No two injuries are the same so it’s difficult to predict exactly what level of compensation might be paid. However, we’ve used figures for general damages from the Judicial College Guidelines (JCG) to provide a compensation range for several orthopaedic injuries.
Orthopaedic Injury Compensation Amounts
|Neck Injury||Extremely Severe||£45,470 to £148,330|
|Neck Injury||Moderate to Severe||£7,890 to £38,490|
|Neck Injury||Mild||Up to £7,890|
|Shoulder Injury||Severe||£12,770 to £48,030|
|Shoulder Injury||Moderate||£7,890 to £12,770|
|Back Injury||Severe||£38,780 to £160,980|
|Back Injury||Moderate||£12,510 to £38,780|
|Back Injury||Mild||Up to £12,510|
|Elbow Injury||Extremely Severe||£39,170 to £54,830|
|Elbow Injury||Less Severe||£15,650 to £32,010|
|Elbow Injury||Mild||Up to £12,590|
|Hand Injury||Extremely Severe||£140,660 to £201,490|
|Hand Injury||Very Severe||£55,820 to £109,650|
|Hand Injury||Severe||£29,000 to £61,910|
|Hand Injury||Less Severe||£14,450 to £29,000|
|Hand Injury||Moderate||£5,720 to £13,280|
|Wrist Injury||Significant||£22,990 to £36,770|
|Wrist Injury||Very Severe||£47,620 to £59,860|
|Wrist Injury||Less Severe||£12,590 to £24,500|
|Wrist Injury||Moderate||Up to £10,350|
|Wrist Injury||Minor||Up to £7,430|
|Leg Injury||Extremely Severe||£97,980 to £282,010|
|Leg Injury||Moderate to Severe||£27,760 to £96,250|
|Leg Injury||Less Severe||Up to £27,760|
|Foot Injury||Extremely Severe||£83,960 to £201,490|
|Foot Injury||Moderate to Severe||£13,740 to £70,030|
When settling orthopaedic claims, solicitors, insurers, and courts also refer to the figures in the JCG. As well as claiming for physical injuries, claims can also be based on any psychological trauma. Therefore, if your injury has caused depression during your recovery, this could be included in your claim.

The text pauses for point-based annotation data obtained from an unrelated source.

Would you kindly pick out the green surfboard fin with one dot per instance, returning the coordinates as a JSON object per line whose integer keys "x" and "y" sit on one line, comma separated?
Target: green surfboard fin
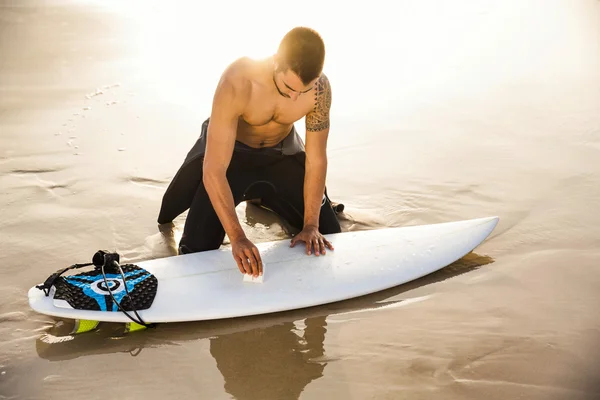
{"x": 84, "y": 325}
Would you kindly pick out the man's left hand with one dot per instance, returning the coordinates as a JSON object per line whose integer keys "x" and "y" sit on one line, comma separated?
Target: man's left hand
{"x": 311, "y": 236}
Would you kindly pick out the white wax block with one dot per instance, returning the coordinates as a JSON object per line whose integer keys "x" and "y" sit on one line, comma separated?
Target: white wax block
{"x": 258, "y": 279}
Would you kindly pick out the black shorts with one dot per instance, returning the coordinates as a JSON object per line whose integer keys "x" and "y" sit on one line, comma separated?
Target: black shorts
{"x": 275, "y": 175}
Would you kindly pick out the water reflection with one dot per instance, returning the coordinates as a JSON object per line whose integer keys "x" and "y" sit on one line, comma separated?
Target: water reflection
{"x": 271, "y": 363}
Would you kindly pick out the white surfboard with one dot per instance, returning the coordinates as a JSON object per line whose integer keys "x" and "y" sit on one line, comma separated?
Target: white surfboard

Like any other type of compensation claim, orthopaedic negligence claims must be made within the relevant time limit. That means you’ll have 3-years to claim from:
- The date of the negligent act happened; or
- When your injuries were diagnosed.
If your claim is made outside of this window, you could find that it is statute-barred. That means you wouldn’t be able to claim and you’d miss out on any compensation due. Our advice is therefore to begin as quickly as you can.
Not only will that mean your solicitor will have time to gather evidence to back up your claim, but you’ll also find that it’s easier to remember how you’ve been affected. Additionally, if you might benefit from private rehabilitation services, your solicitor could ask for an interim payment to be made to cover the cost.
Please call our team if you’d like to verify how long you have to claim.
As we alluded to earlier, winning a medical negligence claim is never easy. They often require complex medical evidence and a strong understanding of the claims process. To receive a payout, you’ll need to convince NHS Resolution, the organisation that deals with NHS negligence claims, of why the medical professional who treated you was to blame for your injuries.
We believe this process is made a lot easier if you have a solicitor from our team representing you.
If they take on your claim, they will:
- Work for you on a No Win, No Fee basis
- Listen carefully to how you’ve suffered so they understand your case in full.
- Collect medical evidence to try and prove what happened.
- File the claim on your behalf.
- Handle any queries, arguments or objections raised by the defendant to prevent you from having to answer difficult questions.
- Keep you up to date with how the case is progressing.
- Try to negotiate a fairer settlement if a compensation offer is deemed to be too low.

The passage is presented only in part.